Toronto Film Society presented The Boss (1956) on Sunday, January 24, 2016 in a double bill with The Enforcer as part of the Season 68 Sunday Afternoon Film Buff Series, Programme 4.
Production Company: Seltzer Films, Inc./Window Productions, Inc. Producer: Frank N. Seltzer. Associate Producer: Walter Seltzer. Director: Byron Haskin. Assistant Director: Lew Borzage. Original Story and Screenplay: Dalton Trumbo (uncredited) and Ben L. Perry. Photography: Hal Mohr. Art Director: Frank P. Sylos. Set Decorations: Ross Dowd. Film Editor: Ralph Dawson. Music: Albert Glasser. Costumes: Dick Cheney (men’s) and Neva Rames (women’s). Sound Recording: Stanley Cooley and Roger Heman. Released by: United Artists Corp., October 1956.
Cast: John Payne (Matt Brady), William Bishop (Bob Herrick), Gloria McGhee (Lorry Reed), Doe Avedon (Elsie Reynolds), Roy Roberts (Tim Brady), Rhys Williams (Stanley Millard), Joe Flynn (Ernie Jackson), Robin Morse (Johnny Maxia), Bill Phipps (Stitch), Gil Lamb (Henry), George Lynn (Tom Masterson), Bob Morgan (Hamhead), Percy Helton (Hotel Clerk).
The Boss is based on the historic figure of Thomas J. Pendergast (1872-1945). Born in a small town in Missouri, Pendergast came to Kansas City to work for his brother Jim, who controlled the local Democratic Party. After his brother’s death, he built an impressive financial empire with companies such as Ready Mix Concrete, which were naturally awarded lucrative government contracts. Pendergast’s control over large blocks of votes enabled him to push through favoured political candidates. No less than a future President of the United States, Harry S. Truman, benefited from Pendergast’s support when he was elected to the Senate in 1934. While Pendergast no doubt profited immensely from his corrupt regime, in some respects the rest of Kansas City did as well. Its economy was not hit nearly as hard by the Great Depression as many other cities, thanks in part to the well-oiled machine Pendergast operated.
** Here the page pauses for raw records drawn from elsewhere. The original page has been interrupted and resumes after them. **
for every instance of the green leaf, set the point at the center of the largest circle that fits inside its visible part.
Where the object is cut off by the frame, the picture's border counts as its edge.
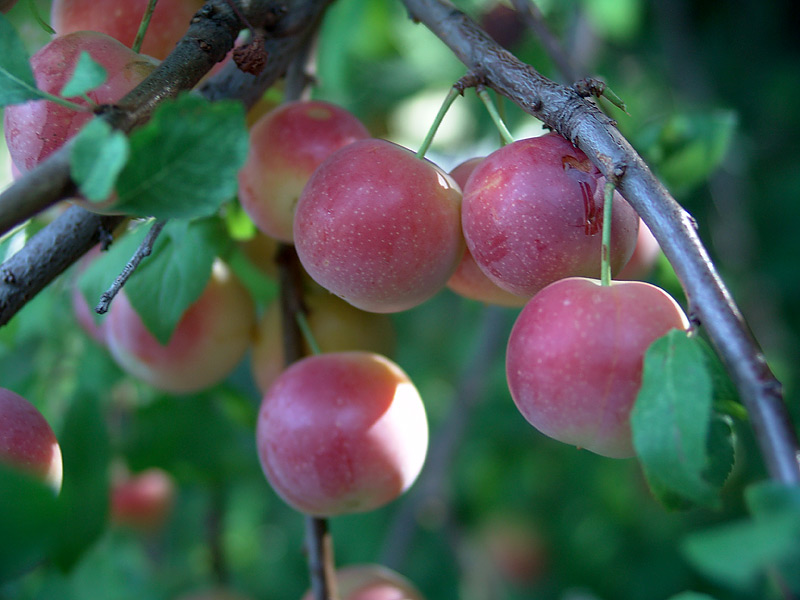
(88, 75)
(191, 437)
(671, 420)
(688, 147)
(174, 276)
(83, 502)
(98, 154)
(28, 514)
(185, 161)
(740, 554)
(17, 84)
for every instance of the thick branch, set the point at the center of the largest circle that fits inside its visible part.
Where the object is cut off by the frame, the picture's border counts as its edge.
(206, 43)
(594, 133)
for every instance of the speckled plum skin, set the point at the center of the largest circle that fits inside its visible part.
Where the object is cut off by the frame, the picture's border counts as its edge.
(286, 146)
(341, 433)
(379, 227)
(371, 582)
(37, 128)
(575, 354)
(26, 440)
(533, 214)
(208, 342)
(469, 280)
(336, 325)
(121, 21)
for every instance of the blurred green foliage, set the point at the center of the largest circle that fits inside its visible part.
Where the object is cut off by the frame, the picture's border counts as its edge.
(711, 90)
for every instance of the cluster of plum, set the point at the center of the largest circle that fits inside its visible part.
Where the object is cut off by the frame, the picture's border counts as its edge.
(379, 229)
He was finally brought down in 1939, when a tip-off to a bribe resulted in a massive investigation by the Internal Revenue Service and a fifteen-month prison sentence for Pendergast, thus ending the career of one of the most powerful political bosses of the era.
Established screenwriter Ben Perry allowed his name to be used to provide a cover for Dalton Trumbo (1905-1976), who was still subject to the blacklist. As one of the ‘Hollywood Ten,’ Trumbo was sentenced to several months in jail for refusing to testify before the House Un-American Activities Committee and was subsequently blacklisted by the film industry. After living in Mexico for a period of time, he returned to the US, writing a number of scripts under pseudonyms, mostly for lower-budget and independent productions. The first of these was The Boss. Things came to a head when, as “Robert Rich,” he won the Academy Award for Best Screenplay for The Brave One (1956), thus embarrassing the entire industry. By 1960 he at last received proper screen credits for his work in Spartacus and Exodus, making him the first screenwriter to publicly defeat the blacklist.
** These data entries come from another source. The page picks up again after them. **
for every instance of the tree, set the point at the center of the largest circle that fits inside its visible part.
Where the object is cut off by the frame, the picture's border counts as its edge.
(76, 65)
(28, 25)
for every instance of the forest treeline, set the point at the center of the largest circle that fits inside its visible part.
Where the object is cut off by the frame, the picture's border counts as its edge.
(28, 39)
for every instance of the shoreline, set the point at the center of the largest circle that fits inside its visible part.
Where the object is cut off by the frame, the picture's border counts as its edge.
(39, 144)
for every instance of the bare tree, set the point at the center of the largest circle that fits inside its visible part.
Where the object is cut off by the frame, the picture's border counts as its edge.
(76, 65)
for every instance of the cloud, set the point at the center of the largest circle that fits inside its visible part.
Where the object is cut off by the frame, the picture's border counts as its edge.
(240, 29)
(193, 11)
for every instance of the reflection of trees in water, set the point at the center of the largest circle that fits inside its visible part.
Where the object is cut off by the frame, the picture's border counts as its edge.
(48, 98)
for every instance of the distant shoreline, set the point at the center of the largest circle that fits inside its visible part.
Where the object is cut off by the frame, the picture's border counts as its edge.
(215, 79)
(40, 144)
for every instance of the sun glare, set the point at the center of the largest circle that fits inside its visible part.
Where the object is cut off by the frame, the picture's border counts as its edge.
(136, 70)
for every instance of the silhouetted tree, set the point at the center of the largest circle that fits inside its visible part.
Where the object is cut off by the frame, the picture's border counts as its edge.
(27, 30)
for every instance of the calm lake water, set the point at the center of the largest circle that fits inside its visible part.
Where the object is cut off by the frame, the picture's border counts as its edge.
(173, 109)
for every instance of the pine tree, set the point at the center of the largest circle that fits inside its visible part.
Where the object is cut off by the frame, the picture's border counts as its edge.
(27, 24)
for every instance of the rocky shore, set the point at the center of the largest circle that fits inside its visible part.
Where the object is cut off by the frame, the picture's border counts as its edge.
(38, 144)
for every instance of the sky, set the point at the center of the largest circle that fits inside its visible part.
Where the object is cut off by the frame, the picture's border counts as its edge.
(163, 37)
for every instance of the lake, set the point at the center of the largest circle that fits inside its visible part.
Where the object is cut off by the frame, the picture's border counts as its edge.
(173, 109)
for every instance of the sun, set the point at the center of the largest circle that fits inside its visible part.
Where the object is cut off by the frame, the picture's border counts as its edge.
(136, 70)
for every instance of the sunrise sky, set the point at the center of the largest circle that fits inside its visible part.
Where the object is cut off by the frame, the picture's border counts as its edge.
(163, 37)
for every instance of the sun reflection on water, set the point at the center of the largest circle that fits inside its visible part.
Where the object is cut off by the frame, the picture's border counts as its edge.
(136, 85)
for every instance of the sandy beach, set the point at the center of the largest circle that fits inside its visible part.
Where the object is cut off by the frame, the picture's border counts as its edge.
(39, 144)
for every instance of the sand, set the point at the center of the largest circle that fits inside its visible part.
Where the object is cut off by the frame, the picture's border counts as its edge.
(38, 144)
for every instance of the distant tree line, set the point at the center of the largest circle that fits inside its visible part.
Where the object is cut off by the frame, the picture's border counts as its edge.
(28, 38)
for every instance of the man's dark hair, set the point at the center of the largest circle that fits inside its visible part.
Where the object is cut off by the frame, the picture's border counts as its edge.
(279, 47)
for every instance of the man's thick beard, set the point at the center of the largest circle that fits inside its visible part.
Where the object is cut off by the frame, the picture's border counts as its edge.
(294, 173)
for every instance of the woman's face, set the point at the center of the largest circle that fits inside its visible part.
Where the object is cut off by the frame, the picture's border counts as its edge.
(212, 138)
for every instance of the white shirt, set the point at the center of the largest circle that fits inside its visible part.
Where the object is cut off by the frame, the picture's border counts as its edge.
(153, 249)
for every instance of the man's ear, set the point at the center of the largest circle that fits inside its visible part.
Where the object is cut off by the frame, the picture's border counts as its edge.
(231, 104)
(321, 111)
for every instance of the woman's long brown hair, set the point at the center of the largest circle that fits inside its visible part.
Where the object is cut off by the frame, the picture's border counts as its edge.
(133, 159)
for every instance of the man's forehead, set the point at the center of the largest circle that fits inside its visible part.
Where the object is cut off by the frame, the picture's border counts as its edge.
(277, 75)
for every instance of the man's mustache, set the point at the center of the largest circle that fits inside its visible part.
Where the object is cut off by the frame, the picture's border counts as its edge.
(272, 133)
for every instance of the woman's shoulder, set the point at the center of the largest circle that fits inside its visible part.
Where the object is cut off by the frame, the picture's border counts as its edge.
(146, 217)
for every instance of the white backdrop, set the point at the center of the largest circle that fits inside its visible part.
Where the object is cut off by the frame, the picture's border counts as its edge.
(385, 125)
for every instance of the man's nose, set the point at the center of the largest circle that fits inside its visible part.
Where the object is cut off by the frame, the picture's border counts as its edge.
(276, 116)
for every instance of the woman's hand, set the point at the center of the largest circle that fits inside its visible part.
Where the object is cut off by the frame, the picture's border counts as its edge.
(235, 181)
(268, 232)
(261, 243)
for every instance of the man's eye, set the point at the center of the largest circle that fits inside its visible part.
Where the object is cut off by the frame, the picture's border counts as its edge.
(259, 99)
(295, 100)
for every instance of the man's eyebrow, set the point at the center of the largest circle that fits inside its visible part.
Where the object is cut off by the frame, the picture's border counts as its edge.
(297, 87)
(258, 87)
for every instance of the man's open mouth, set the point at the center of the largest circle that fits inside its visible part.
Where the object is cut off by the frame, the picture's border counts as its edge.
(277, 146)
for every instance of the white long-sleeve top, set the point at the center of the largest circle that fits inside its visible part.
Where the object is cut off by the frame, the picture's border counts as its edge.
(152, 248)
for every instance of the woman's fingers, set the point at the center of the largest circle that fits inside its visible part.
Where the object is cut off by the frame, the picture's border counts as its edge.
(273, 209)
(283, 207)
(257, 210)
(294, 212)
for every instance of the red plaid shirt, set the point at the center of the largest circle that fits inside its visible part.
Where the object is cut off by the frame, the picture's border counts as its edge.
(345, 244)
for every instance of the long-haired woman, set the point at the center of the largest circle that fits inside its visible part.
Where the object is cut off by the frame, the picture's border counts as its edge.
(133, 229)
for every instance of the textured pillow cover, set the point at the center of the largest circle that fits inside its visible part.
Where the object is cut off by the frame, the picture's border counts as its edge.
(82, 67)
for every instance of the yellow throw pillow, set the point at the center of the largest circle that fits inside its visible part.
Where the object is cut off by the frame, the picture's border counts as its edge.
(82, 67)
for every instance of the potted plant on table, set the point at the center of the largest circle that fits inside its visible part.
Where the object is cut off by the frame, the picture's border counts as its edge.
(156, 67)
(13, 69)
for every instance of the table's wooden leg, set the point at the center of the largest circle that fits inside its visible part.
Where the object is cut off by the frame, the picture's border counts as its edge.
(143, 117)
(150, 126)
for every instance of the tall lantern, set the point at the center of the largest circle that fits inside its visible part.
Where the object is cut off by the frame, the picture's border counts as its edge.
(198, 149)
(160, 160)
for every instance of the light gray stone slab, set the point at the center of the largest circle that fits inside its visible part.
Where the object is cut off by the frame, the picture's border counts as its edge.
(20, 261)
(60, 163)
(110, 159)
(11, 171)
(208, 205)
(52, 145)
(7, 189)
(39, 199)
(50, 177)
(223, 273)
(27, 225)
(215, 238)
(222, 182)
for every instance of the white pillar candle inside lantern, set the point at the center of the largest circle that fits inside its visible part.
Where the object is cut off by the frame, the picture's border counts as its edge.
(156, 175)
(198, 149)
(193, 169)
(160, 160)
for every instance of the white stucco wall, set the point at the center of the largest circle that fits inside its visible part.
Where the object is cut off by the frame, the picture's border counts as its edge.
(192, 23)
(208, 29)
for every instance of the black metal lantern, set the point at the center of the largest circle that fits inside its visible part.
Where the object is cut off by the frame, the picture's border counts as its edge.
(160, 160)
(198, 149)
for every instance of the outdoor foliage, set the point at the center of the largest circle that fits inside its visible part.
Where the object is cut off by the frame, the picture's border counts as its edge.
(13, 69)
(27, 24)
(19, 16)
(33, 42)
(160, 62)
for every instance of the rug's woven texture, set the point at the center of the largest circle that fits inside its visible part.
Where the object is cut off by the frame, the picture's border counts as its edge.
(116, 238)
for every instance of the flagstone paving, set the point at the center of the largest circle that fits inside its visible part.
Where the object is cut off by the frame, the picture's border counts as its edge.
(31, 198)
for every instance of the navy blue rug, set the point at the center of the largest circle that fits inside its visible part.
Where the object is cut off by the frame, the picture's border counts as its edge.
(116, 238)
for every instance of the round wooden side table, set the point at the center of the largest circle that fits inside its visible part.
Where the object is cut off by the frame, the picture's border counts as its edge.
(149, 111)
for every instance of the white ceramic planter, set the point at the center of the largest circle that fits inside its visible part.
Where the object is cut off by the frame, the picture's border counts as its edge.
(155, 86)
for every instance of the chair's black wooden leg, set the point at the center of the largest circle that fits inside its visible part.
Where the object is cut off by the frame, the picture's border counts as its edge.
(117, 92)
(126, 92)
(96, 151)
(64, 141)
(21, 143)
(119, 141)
Today director Byron Hsakin (1899-1984) is perhaps best known for his science fiction and action films, most notably the Walt Disney production of Treasure Island (1950), The War of the Worlds (1953), From the Earth to the Moon (1958) and Robinson Crusoe on Mars (1964). Starting out as a newsreel cameraman after World War I, he became a cinematographer for feature films, including John Barrymore vehicles such as Don Juan (1926), then directed a few films of his own before returning to cinematography and special effects work, arguably his greatest strength. His development of the triple head background projector while working in the special effects department at Warner Brothers earned him a special Academy Award in 1938. He also received four nominations for his special effects work on The Private Lives of Elizabeth and Essex (1939), The Sea Hawk (1940), The Sea Wolf (1941) and Desperate Journey (1942).
Although Haskin was not usually known as an actor’s director, The Boss proved to be a triumphant showcase for John Payne, who gives one of his strongest performances here. Payne, who had a busy year in 1956 with four releases (including the good Korean War picture Hold Back the Night and the superior color noir Slightly Scarlet), gives a powerful, snarling performance–a feral, growling turn that’s a million miles away from the smooth romantic of all those earlier Fox musicals for which Payne was so well remembered. Sporting an ugly, close-cropped haircut, his fleshy face permanently scowling and his eyes perpetually squinting in distrust, Payne employs no subtle tricks to make us ‘like’ Matt, as many lead actors might have done with their audience. His gangster is rotten to the core, and Payne never lets the viewer “in” with Matt, so we watch both fascinated and without pity as he destroys all those around him…and then himself. It’s a remarkable performance, in a remarkable little film.